Mobile cranes represent conventional construction machinery that is indispensable for the erection of most prefabricated buildings, especially those containing heavy components. However, it is also common knowledge that the engagement of these machines has a significant influence on the environment, various social aspects of the construction process, and its economic benefits. Optimal positioning of the mobile crane on the construction site, primarily driven by the contractor’s interest to perform assembly operations with expensive machinery as effectively as possible, considerably reduces not only the costs of engaging such a machine but indirectly also its negative impacts on construction sustainability. This paper discusses an exact nonlinear model for the optimization task. The optimization model consists of a cost objective function that is subject to various duration and positioning constraints for the mobile crane, including bounds on its degrees of freedom of movement and stop positions. Because the model formulation includes discontinuous and non-smooth expressions, nonlinear programming with discontinuous derivatives (DNLP) was employed to ensure the optimal solution was reached.
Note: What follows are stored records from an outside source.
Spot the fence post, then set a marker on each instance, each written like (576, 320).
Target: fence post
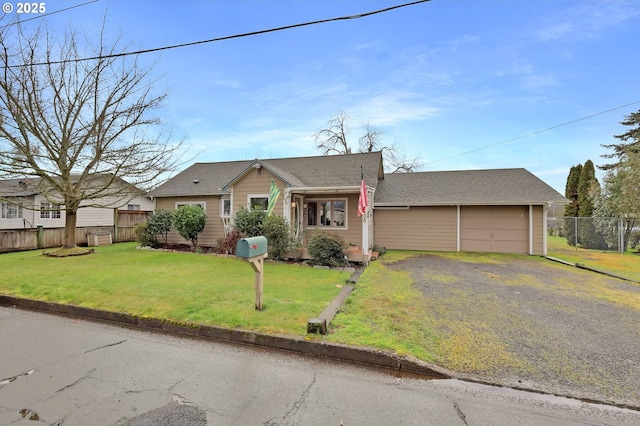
(621, 247)
(116, 237)
(40, 236)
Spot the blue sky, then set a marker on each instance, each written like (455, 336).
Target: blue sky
(440, 78)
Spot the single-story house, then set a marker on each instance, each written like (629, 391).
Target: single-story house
(499, 210)
(23, 206)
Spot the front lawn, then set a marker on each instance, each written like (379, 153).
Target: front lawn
(625, 264)
(174, 286)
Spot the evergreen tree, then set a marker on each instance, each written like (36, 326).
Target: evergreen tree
(588, 235)
(572, 209)
(630, 142)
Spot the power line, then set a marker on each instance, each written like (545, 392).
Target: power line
(48, 14)
(532, 133)
(252, 33)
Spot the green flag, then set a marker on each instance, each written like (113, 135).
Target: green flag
(274, 193)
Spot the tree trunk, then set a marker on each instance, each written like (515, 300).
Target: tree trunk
(70, 229)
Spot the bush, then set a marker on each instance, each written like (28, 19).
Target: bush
(143, 236)
(327, 249)
(227, 245)
(249, 222)
(634, 239)
(160, 223)
(280, 238)
(189, 221)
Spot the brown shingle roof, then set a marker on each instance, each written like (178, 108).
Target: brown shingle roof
(316, 171)
(479, 187)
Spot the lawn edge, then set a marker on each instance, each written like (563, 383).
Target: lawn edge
(353, 354)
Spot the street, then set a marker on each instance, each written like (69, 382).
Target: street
(63, 371)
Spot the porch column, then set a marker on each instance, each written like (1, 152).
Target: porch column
(287, 206)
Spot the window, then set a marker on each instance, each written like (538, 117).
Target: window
(202, 204)
(225, 207)
(258, 202)
(327, 213)
(10, 211)
(49, 210)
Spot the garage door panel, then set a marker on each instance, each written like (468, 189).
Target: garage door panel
(505, 229)
(477, 234)
(417, 228)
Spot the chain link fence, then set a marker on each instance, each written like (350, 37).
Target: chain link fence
(599, 233)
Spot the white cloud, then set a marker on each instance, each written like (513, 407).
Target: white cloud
(393, 107)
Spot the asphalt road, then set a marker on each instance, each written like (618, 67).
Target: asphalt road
(63, 371)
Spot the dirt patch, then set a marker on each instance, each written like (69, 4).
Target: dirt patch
(530, 323)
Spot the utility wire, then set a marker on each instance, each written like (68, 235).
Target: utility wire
(48, 14)
(252, 33)
(533, 133)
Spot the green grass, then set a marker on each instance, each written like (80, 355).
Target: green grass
(174, 286)
(385, 311)
(625, 264)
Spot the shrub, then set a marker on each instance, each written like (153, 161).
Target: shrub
(189, 221)
(327, 249)
(227, 245)
(143, 236)
(280, 238)
(249, 222)
(160, 223)
(634, 239)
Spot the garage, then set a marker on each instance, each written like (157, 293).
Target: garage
(498, 229)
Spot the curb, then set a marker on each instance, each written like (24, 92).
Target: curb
(357, 355)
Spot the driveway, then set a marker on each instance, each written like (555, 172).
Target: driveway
(532, 323)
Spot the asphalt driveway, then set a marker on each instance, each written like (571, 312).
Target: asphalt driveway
(532, 323)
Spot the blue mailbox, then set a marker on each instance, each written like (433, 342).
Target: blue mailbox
(251, 247)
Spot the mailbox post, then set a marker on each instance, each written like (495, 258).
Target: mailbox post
(254, 251)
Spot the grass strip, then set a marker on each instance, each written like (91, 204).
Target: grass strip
(179, 287)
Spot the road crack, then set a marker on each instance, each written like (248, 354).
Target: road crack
(105, 346)
(89, 373)
(4, 382)
(460, 413)
(289, 418)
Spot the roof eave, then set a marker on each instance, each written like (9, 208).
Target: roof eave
(469, 203)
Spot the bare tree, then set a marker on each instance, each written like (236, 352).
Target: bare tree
(333, 139)
(79, 130)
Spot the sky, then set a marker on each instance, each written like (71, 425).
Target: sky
(461, 84)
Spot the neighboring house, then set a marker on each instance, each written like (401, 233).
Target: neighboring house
(30, 208)
(502, 210)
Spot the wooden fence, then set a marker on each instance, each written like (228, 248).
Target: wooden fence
(27, 239)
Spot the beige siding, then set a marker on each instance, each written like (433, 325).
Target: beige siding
(213, 229)
(254, 184)
(418, 228)
(538, 231)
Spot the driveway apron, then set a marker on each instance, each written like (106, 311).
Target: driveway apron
(530, 323)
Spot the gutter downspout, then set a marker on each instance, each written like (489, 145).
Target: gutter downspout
(530, 229)
(458, 227)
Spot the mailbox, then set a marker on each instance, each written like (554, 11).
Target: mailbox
(251, 247)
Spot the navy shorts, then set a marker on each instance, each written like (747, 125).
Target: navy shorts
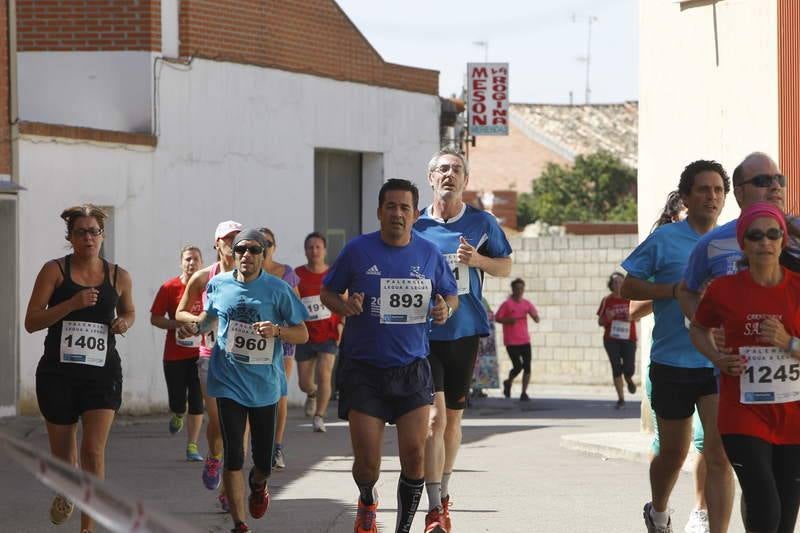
(676, 390)
(385, 393)
(452, 363)
(308, 351)
(63, 399)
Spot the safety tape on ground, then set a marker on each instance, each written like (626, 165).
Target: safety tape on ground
(109, 506)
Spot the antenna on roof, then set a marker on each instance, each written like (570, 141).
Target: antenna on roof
(588, 57)
(485, 46)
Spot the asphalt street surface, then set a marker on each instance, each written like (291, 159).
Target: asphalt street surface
(512, 476)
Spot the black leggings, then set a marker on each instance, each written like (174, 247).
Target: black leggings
(232, 419)
(768, 474)
(183, 385)
(622, 356)
(520, 356)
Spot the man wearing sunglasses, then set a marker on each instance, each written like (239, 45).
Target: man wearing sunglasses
(755, 179)
(474, 244)
(682, 378)
(397, 282)
(244, 373)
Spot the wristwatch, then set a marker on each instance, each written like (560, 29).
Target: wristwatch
(794, 344)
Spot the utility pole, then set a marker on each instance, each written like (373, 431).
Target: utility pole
(588, 57)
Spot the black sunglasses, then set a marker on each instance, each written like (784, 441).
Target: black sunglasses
(82, 232)
(765, 180)
(757, 235)
(254, 250)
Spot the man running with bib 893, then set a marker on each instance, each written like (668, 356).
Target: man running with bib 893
(392, 276)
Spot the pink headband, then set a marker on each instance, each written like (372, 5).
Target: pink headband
(759, 210)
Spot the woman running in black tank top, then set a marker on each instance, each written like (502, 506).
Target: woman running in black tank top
(83, 302)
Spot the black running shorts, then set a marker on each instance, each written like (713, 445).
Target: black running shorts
(63, 399)
(452, 363)
(385, 393)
The model provides the mobile crane operator with exact key information that enables the complete and optimal assembly of the building structure under consideration. Additionally, the information gained on the optimal distribution of the mobile crane rental period to assembly operations allows for a detailed duration analysis of the entire process of building structure erection, which can be used for its further improvement. An application example is given in this study to demonstrate the advantages of the proposed approach.